24. Berkelana Mencari Arti Cinta

1.4K 202 11
                                    



Sepertinya, Ian memang sangat menyukai tanaman bonsainya. Pagi ini, dengan bertelanjang dada serta mememerkan tubuh berbalut tato, Ian memangkas daun pada ranting tanaman bonsai dengan siulan. Suara musik yang berasal dari ponselnya, mengiringi pergerakan Ian menari-nari kecil, dia mulai berlagak seolah sedang memeluk gitar dan memainkannya dengan sok keren.

Ponsel di atas lantai pekarangan terus meraung dengan musik bergenre hip-hop yang dibarengi dengan sedikit rap yang memang sopan saat masuk ke dalam telinga. Rose hanya meringis malu saat ada beberapa ibu komplek yang lewat lalu berbisik-bisik ria dengan senyuman dan terang-terangan menatap Ian.

Wajar saya, sang suami sedang mengumar tubuh atletisnya yang liat serta dipenuhi tatto. Entah pemandangan yang menggoda iman, atau menggoda mulut untuk menggunjingkannya, karena tatto bukanlah sesuatu yang bisa diterima dengan maklum oleh sebagian orang.

"Belanja, Tan?" Begitu sapa Ian dengan santai.

Para ibu-ibu yang memang sedang menenteng plastik belanjaan yang mengintip dari dalamnya beberapa helai sayuran, pun membalas pertanyaan Ian dengan senyuman ramah. "Iya mas, lagi berkebun ya?"

"Iya, hehe." Untuk kesekian kalinya, Ian menanggapi pertanyaan ibu-ibu dengan santai dan ramah. Sejak 10 menit lalu Rose duduk di kursi pekarangan, sudah ada dua gerombolan ibu-ibu yang di sapa Ian. Yang anehnya, tumben sekali banyak ibu wira-wiri, biasanya kan komplek ini sangat sepi.

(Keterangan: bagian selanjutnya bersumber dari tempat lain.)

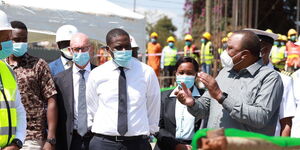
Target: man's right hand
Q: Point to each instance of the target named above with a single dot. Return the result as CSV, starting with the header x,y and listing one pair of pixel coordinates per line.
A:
x,y
184,96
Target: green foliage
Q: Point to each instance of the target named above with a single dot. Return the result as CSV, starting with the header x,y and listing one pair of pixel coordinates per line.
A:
x,y
164,28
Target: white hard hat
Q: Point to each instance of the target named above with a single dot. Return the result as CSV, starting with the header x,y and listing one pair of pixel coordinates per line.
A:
x,y
133,42
65,32
4,24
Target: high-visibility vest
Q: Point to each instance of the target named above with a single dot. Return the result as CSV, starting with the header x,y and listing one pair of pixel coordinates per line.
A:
x,y
293,54
206,54
170,56
8,115
190,51
278,54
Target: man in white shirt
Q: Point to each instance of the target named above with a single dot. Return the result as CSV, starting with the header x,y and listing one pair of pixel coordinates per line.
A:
x,y
123,99
72,130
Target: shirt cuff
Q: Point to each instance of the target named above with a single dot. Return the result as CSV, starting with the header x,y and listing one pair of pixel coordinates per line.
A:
x,y
229,103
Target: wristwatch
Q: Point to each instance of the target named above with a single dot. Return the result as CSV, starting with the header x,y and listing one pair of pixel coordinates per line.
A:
x,y
17,143
52,141
224,96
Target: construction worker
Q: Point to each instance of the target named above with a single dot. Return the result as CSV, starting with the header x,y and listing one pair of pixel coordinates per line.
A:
x,y
206,55
12,112
278,53
293,51
292,35
154,50
190,48
168,60
63,36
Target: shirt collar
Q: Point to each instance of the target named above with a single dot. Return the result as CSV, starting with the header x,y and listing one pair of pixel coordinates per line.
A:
x,y
87,68
129,66
195,92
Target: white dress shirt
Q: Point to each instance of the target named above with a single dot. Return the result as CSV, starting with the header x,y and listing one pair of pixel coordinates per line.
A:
x,y
143,99
76,77
185,122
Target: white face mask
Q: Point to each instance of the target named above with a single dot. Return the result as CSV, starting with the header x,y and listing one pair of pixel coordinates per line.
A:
x,y
227,61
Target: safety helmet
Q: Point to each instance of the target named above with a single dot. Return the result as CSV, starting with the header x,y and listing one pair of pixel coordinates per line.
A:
x,y
229,34
4,24
154,34
269,30
283,38
188,37
206,35
225,39
65,33
291,32
171,39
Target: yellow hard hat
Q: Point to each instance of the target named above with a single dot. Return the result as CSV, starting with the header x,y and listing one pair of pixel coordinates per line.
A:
x,y
171,39
229,34
269,30
283,38
225,39
188,37
154,34
291,32
206,35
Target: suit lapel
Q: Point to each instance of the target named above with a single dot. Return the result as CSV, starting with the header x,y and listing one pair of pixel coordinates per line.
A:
x,y
68,83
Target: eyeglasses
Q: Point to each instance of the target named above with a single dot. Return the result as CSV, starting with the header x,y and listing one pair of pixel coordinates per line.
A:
x,y
81,48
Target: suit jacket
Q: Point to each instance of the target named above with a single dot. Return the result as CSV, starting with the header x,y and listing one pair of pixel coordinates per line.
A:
x,y
56,66
65,105
166,136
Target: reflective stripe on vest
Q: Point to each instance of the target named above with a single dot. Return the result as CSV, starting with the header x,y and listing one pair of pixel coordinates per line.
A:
x,y
206,55
10,88
170,57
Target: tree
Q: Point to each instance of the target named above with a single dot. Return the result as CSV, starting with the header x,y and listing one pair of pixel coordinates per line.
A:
x,y
164,28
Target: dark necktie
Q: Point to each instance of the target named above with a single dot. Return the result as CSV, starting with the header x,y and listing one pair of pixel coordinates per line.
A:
x,y
82,111
122,111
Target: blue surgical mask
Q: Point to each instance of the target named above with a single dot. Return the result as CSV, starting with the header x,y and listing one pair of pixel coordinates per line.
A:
x,y
187,80
188,43
7,49
122,58
153,40
171,44
20,49
81,58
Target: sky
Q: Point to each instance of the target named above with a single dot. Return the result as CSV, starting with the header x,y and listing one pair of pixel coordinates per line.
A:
x,y
155,9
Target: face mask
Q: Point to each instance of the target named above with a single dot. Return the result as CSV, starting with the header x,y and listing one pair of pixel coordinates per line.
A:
x,y
67,53
171,44
153,40
81,58
227,61
293,38
7,49
122,58
202,40
188,43
187,80
19,49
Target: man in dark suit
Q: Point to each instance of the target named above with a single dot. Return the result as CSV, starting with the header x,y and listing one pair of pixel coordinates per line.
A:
x,y
63,36
72,129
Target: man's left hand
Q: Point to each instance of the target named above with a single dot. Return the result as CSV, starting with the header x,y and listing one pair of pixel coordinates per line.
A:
x,y
48,146
11,147
211,84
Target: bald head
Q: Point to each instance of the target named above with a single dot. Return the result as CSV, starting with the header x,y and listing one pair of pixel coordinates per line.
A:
x,y
79,40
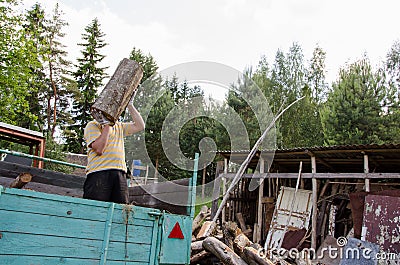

Akhirnya Rose memilih bangkit, menunggu Ian peka, terasa seperti mustahil, lelaki itu bahkan belum menoleh kearahnya barang sekali. Padahal, malam tadi Ian sudah sesumbar akan mengantarnya.

"Gue berangkat dulu."

Hari ini, Rose memang sudah memiliki janji dengan pemilik perusahaan tempat di mana dia akan melakukan kerja praktik. Pembicaraan melalui daring, tentu tidak dapat mengupas tuntas segala permasalahan yang akan dia pecahkan menjadi sebuah sistem yang akan Rose buat. Maka, tidak ada pilihan lain selain datang langsung, sekaligus mengenal para pemakai program nantinya.

Dengan keringat yang membuat rambut ikal milik Ian basah, lelaki itu menoleh dengan mata terbuka lebar. Memindai penampilan Rose yang selalu sama. Kaus putih sederhana, jas tersampir di pundak--sekadar formalitas--serta celana denim yang membalut kaki. Gayanya memang jarang berubah, definisi terlalu nyaman dan enggan berpaling. 

Namun, keduanya memiliki gaya yang hampir serupa. Jika lemari Ian dipenuhi dengan kaus dan pakaian serba hitam, maka Rose cederung mengoleksi warna putih, dengan model yang tak jauh berbeda.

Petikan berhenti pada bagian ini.